Natural hydrogen emanations depend on many factors and not be daily or regular. It is thus critical to be able to monitor them continuously over a sufficiently long period. ENGIE has developed, since 2017, a patented technology for continuous hydrogen measurement: The Permanent Analyses of Renewable Hydrogen with Sensors (PARHyS). 

PARHyS enables to analyze gases pumped in the soil in real time over a long period with energy self-sufficiency. It is composed of 3 key elements: a soil gas sampling tube, a measurement chamber containing a miniature and selective hydrogen sensor, and a radio-frequency transmitter, sending acquired data to a LoRa concentrator. From there, data can be retrieved remotely via a satellite connection or LoRa operator.

Campaigns were conducted in 2019-2020 in the Sao Francisco basin (Brazil) with a network of 100 prototypes. Field test feedbacks led to the development of a new, higher-performance industrialized version. Improvements include :

• Durability and robustness to harsh environments with a lightweight and compact design
• A new design that allows easy assembly/disassembly for large-scale production and quick, easy maintenance
• Radio and electrical certifications for international marketing (CE and FCC).
• Strong improvement regarding measurement reliability and quality

To obtain such measurement improvements, two main concepts were rethought: the fluidic circuit, with its associated measurement cycle, and the sample tube with a new design allowing pump operation at atmospheric pressure. In more details, soil gas enters the sample tube by diffusion only. After a predefined time, the sample tube is then emptied using a pump maintained at atmospheric pressure, ensuring that the volume stored in it is identical to the volume measured using the H2 sensor, by converting the ppm measured into the exact volume of hydrogen recovered.
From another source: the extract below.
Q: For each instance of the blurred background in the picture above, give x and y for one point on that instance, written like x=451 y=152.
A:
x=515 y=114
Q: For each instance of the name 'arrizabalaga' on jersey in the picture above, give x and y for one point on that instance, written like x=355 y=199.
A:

The laboratory tests indicate a clear improvement in the performance of PARHyS industrial version with concentration and volume accuracy and reproducibility of 0% to -14% and ±3% respectively. Optimized temperature compensation ensures the differentiation between cyclic emanations and cyclic daily temperature artifacts. Finally, first field feedback in winter conditions (soil saturation, negative temperatures, continuous rainfall) in different European areas indicate a very good endurance.